Het probleem van het huidige kapitalisme is dat de invloed van een economie die consumptie zo hard nodig heeft ons scheidt van onze traditie. De vraag is waarom we ons daar druk over moeten maken? Het antwoord daarop is relatief simpel; omdat we daardoor zijn losgeraakt van onze bronnen, van onze cultureel-historische ankers. Zeker nu, nu de economie krimpt, de crisis verhevigt en de overheid zich een weg uit de crisis probeert te spenderen lijkt een crash onvermijdelijk. Die onrust is overal voelbaar. Wat deze situatie ons zou moeten leren is dat we zelf verantwoordelijkheid moeten nemen en dat dus niet kunnen ‘uitbesteden’ aan een economisch stelsel of aan de overheid. Welvaart en vrijheid komen nu eenmaal tegen een prijs die verantwoordelijkheid heet en die we zelf moeten dragen. Een pleidooi voor een beheersbaar kapitalisme is dus geenszins revolutionair, maar juist ten diepste een oproep tot continuïteit, tot het heroppakken van de geschiedenis.
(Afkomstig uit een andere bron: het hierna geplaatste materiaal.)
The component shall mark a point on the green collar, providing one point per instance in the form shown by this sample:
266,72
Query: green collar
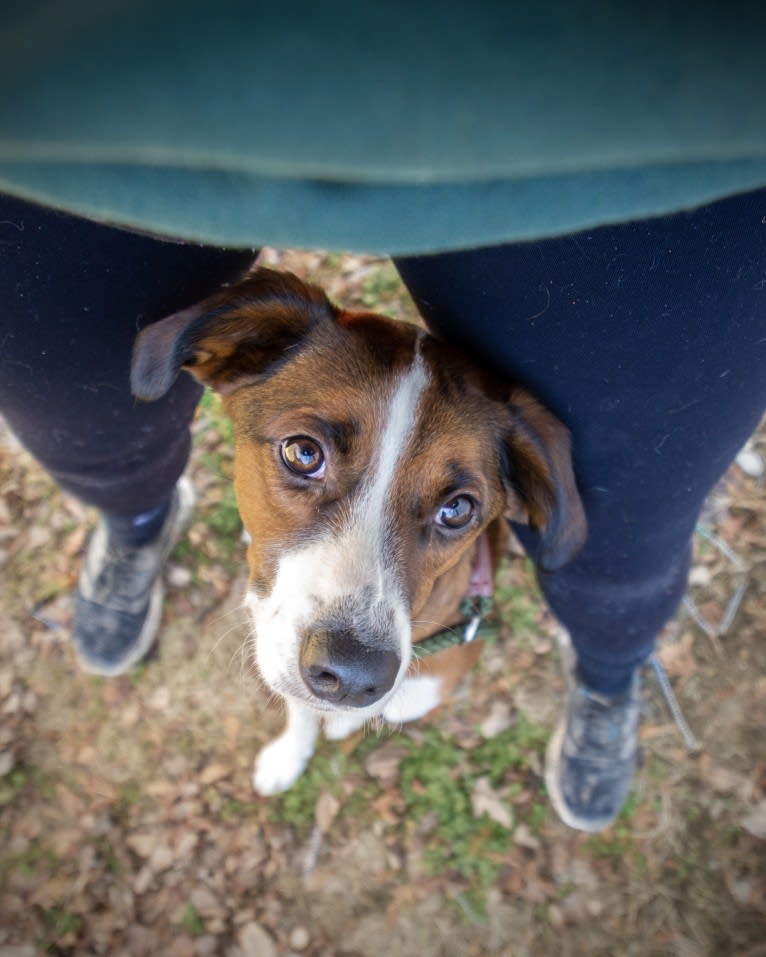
474,610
De natuurlijke ‘flow’ van welvaart dient een resultaat te zijn van geleverde arbeid, niet van systeemontwikkelde kapitaalvermenigvuldiging zoals nu op de beurzen en in het bankwezen plaatsvinden en die de crises hebben veroorzaakt. Een terugkeer naar een volledige kijk op het leven is noodzakelijk, waarin de mens niet alleen als een producent van goederen wordt gezien maar holistisch wordt geformuleerd als een wezen met vele verschillende rollen en vooral ook verantwoordelijkheden. De economie moet hierop opnieuw worden ingericht; terug naar de menselijke maat, die beheersbaar is en aansluit bij de intrinsieke waarde van de mens. En dus weg van onbeheersbare en onzichtbare marktprincipes die de mens domineren in plaats van dienen!